Cristóbal Trujillo Ramírez


Hace algunos días me encontraba en una reunión social, compartía un momento de integración con un grupo de docentes directivos en un sitio de eventos de la ciudad de Manizales; de repente, me abordó una dama y me solicitó que le dedicara unos minutos; aparté una mesa y me dispuse a atender su petición…
¡Hola!
¡Qué tal!
¿Te acuerdas de mí?
La verdad, no.
¡Qué lástima!; ¿cómo así que tú no te acuerdas de mí?, tú fuiste profesor mío.
Mujer, son más de treinta años en la docencia, ya te imaginas cuántos estudiantes han tenido que ver conmigo, te ofrezco disculpas, pero, dime, ¿dónde te enseñé?
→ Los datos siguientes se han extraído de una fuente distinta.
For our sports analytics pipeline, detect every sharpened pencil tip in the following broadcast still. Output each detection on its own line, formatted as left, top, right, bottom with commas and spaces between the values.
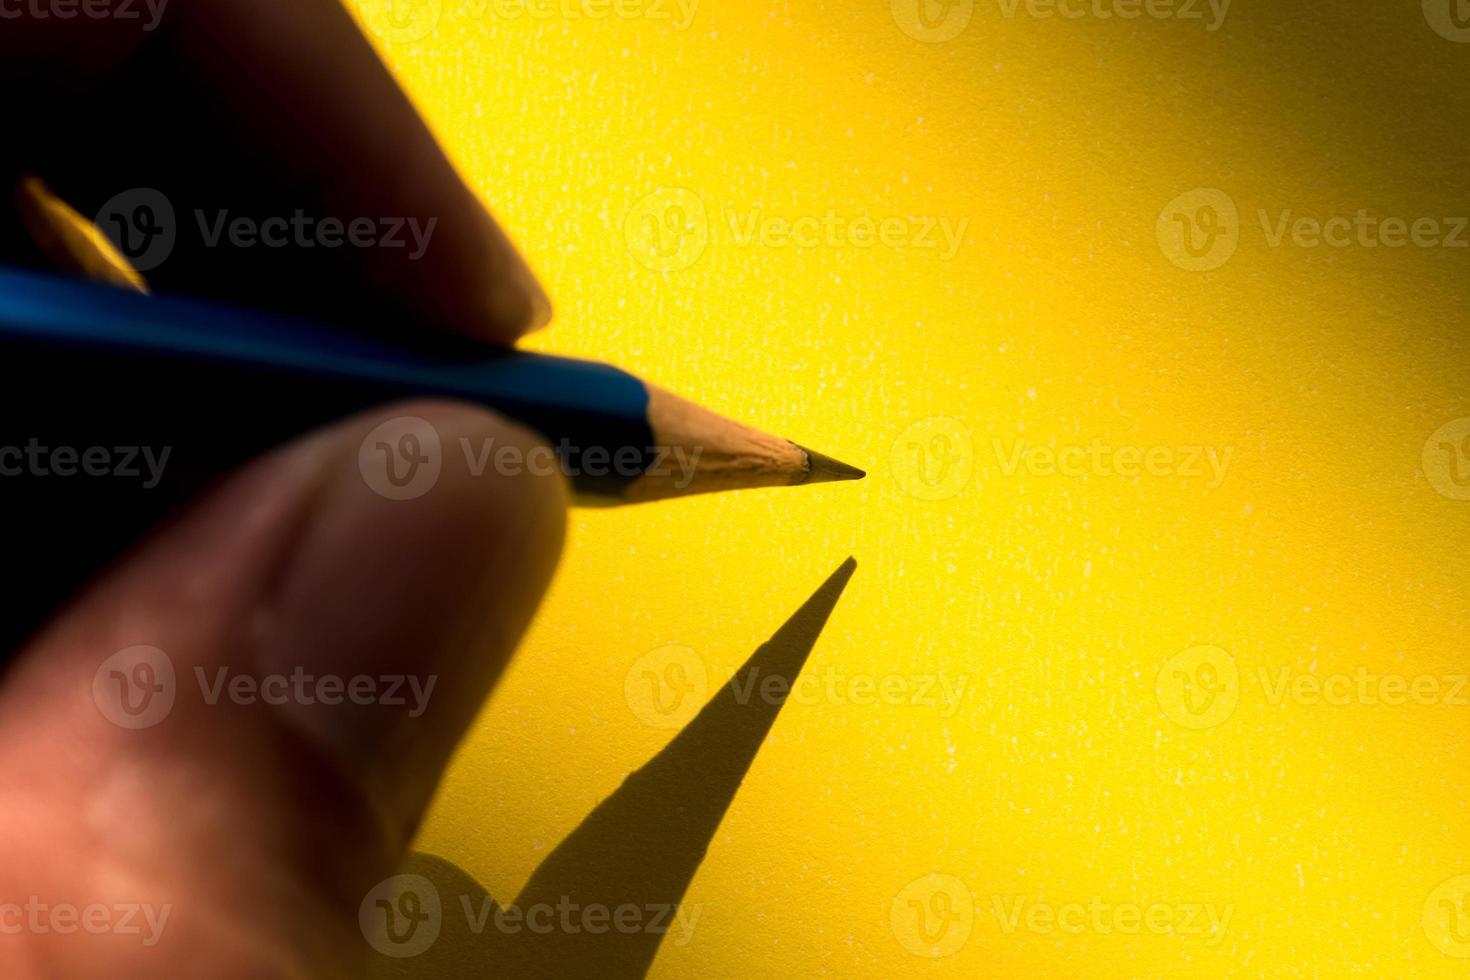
798, 446, 867, 484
En Chipre, en el Instituto, me diste cálculo en undécimo; por cierto, nada aprendí de matemáticas, seguramente no fue culpa tuya, yo era una niña de pésima condición académica, nadie daba un peso por mí, todos garantizaban mi fracaso…
Bueno, ¿qué ha sido de tu vida?
De eso, precisamente, te he querido hablar hace mucho tiempo. He intentado acercarme a ti, pero no he tenido el valor, solo hasta ahora me atrevo; mira profe, a ti te debo mi vida, hoy; tú fuiste definitivo en mi proyecto de vida, contigo aprendí que la pobreza es solo una condición y, no, precisamente determinante para el fracaso; de ti aprendí el coraje, el esfuerzo, la superación y el compromiso con el éxito, así las circunstancias de la vida no sean del todo favorables; logré ir a la universidad, me gradué de licenciada; hoy, soy docente y llevo una vida digna, me siento realizada como mujer y como profesional; profe, ¡gracias, muchas gracias!
Hasta ahí, la anécdota. La verdad, fue un momento muy gratificante en mi vida y deseo con ese referente hacer un par de comentarios: el primero, tiene que ver con las satisfacciones que nos entrega esta vocación, la de ser maestros, exigimos estímulos que reconozcan la trascendencia de nuestra carrera, exigimos que los salarios y las prestaciones sociales dignifiquen nuestra labor; en fin, merecemos condiciones laborales acordes con la dignidad de nuestra tarea y, todo ello, es apenas justo y merecido; hoy, deseo resaltar el valor de esos sentimientos no económicos, intangibles, esos que no nos damos cuenta que existen y los tenemos, como ese que me hizo la profesora de la anécdota existen muchos; en la profundidad de nuestro corazón debemos albergarlos y tenerlos como patrimonio invaluable de nuestra vida.
El segundo comentario que me suscita la anécdota es el de que la niña no haya aprendido matemáticas, pero sí mucho de la vida. ¿Cuántas veces los maestros no nos ocupamos de la vida por enseñar?, ¿cuántas veces no le hablamos a los estudiantes desde sus necesidades y carencias y, sí desde las demandas de los estándares curriculares? Por supuesto que me preocupa que no se hayan logrado aprendizajes básicos en el campo de las matemáticas, pero, me satisface, enormemente, saber que en clase de matemáticas se haya asimilado una lección de vida, determinante en su existencia.
Hago un reconocimiento desde esta columna a los maestros que han logrado pisar fuerte en el corazón de sus estudiantes y dejado en ellos huellas imborrables; además, los invito para que trasciendan su labor, para que sin desatarse de los requerimientos técnicos y curriculares, nos involucremos en la realidad sicosocial y afectiva de los estudiantes y les motivemos aprendizajes para la vida.